記者:為什麼是十年呢?
程不時:第一個原因就受到強烈文化大革命的干擾,文化大革命干擾,包括很多思維上、意念上不正確,以及一些政治運動,進行批鬥,對於技術人員的另眼相看。第二個因為是首次中國建設,所以很多東西都要從頭開始摸索,開始建設,包括跑道都是重新翻修的。
記者:如果正常的話,或者嚴密計劃。
程不時:我認為這個十年可以作為一個已經有實踐結果的這麼一個歷史擺在這裡,所以新的情況,我覺得可以跟他比較。
記者:當時定的時間是多少,有時間的限制嗎?
程不時:當時好像沒有,走著瞧,所以包括當時“四人幫”的領導的頭頭,就是下面,其實也是一些工程兵,他們本人也不一定劃到“四人幫”,但是他接到上海市委,上海當時的“四人幫”上海市委的指令,派到我們這裡來管理我們這樣的人,他的一句,成了一句名言,“腳踩西瓜皮,滑到哪裡算哪裡”,他曾經表現過這樣的意見,我不知道上級有沒有給他時間限制。
記者:你們的工作是秘密的還是公開的?
程不時:當時某種程度還帶有軍用的色彩,但實際上從改革開放以後,我們接待外賓來看,並不是像軍用飛機那樣保密。因為當時我們在試飛的時候,美國已經介入到要他的飛機到中國飛機工廠來進行總裝了,我們廠裡頭已經有美國人了,所以我們飛機一試飛,美國人電話電報已經發到美國去了,所以我們收到最早賀信的電報是來自美國飛機公司,我們自己的官方都沒有表態的,美國飛機公司已經看見了。

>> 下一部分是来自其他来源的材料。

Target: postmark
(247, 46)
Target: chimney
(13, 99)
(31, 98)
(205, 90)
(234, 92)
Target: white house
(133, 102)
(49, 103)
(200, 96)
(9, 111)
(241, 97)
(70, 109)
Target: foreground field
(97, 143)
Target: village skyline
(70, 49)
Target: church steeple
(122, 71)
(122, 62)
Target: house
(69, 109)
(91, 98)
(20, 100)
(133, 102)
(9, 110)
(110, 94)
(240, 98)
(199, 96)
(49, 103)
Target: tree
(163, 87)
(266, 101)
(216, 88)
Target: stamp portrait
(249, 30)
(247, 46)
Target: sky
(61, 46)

1980年9月26日,上海大場機場,身著便裝的試飛小組登上飛機,開始了運十的第一次試飛。
記者:試飛當時的情形應該是非常熱烈吧。
程不時:實際上它也有一定風險的這麼一個活動,所以就不能花精力再去組織一些群眾,哪些人打腰鼓,哪些人排隊呀什麼什麼。
記者:當時也沒有通知,也沒有什麼儀式。
程不時:就是一大群人熱情洋溢的在那裡站著,隊伍不成隊伍,腰鼓也沒有,旗幟也沒有,不是一個精心組織的一個慶祝場合,而是大家很迫切的一個懸念,這個飛機要飛好,或者怎麼樣。
記者:你緊張嗎?
程不時:當然緊張,惟一的儀式可能是從工廠裡頭年輕的女工中間挑了幾位身材比較好的,臉上化了淡妝,捧著鮮花盆子,一個鮮花盆,當時因為是改革開放初期,大家都還不習慣這種樣式,但是她們作為代表大家獻花的,站到跑道頭上,可能是惟一的帶典禮性的布置。而且試飛人員也全部都沒穿制服,全部都是穿便裝起飛的,因為是內部的一個試飛,當時沒想到飛得這麼好,飛得大家下面一片歡騰。

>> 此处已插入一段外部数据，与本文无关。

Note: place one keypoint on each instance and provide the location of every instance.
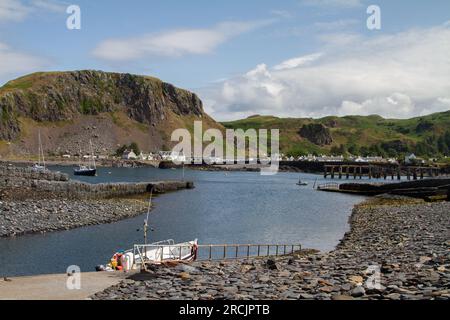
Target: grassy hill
(427, 136)
(111, 109)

程不時:這裡頭也不知道誰是幹部,誰是技術人員,誰是工人,大家都會深深得記著這一刻。中間有一位老工程師,他還是帶了一個瓶子,他是動了手術以後,這個瓶子還沒摘掉,體內的液體還是接在那個瓶子上,然後人們說,你就休息吧,今天不要去了,不行,因為我既然在第一線奮鬥了這麼久,今天試飛我一定要參加,他從手術刀下奪下來的生命,他要獻給這架飛機,後來還回到生產線上。這個飛機飛到拉薩去的時候,拉薩的高原機場有警衛,這個警衛一看這麼大的飛機下來,停下來以後飛機上下來幾個人,警衛問這是什麼飛機,然後下來的幾個工程師就告訴他,這是中國研製的最大的飛機,而且是惟一的第一次飛上祖國高原機場的國產的飛機,這個警衛聽了以後,馬上舉槍敬禮,解放軍的最高禮節。
程不時清楚地記得,從1980年9月的首次試飛到1984年,運十總共飛行170多個小時,先後到達北京、哈爾濱、烏魯木齊、廣州、昆明等國內主要城市,同時運十還是第一架飛抵拉薩的國產飛機。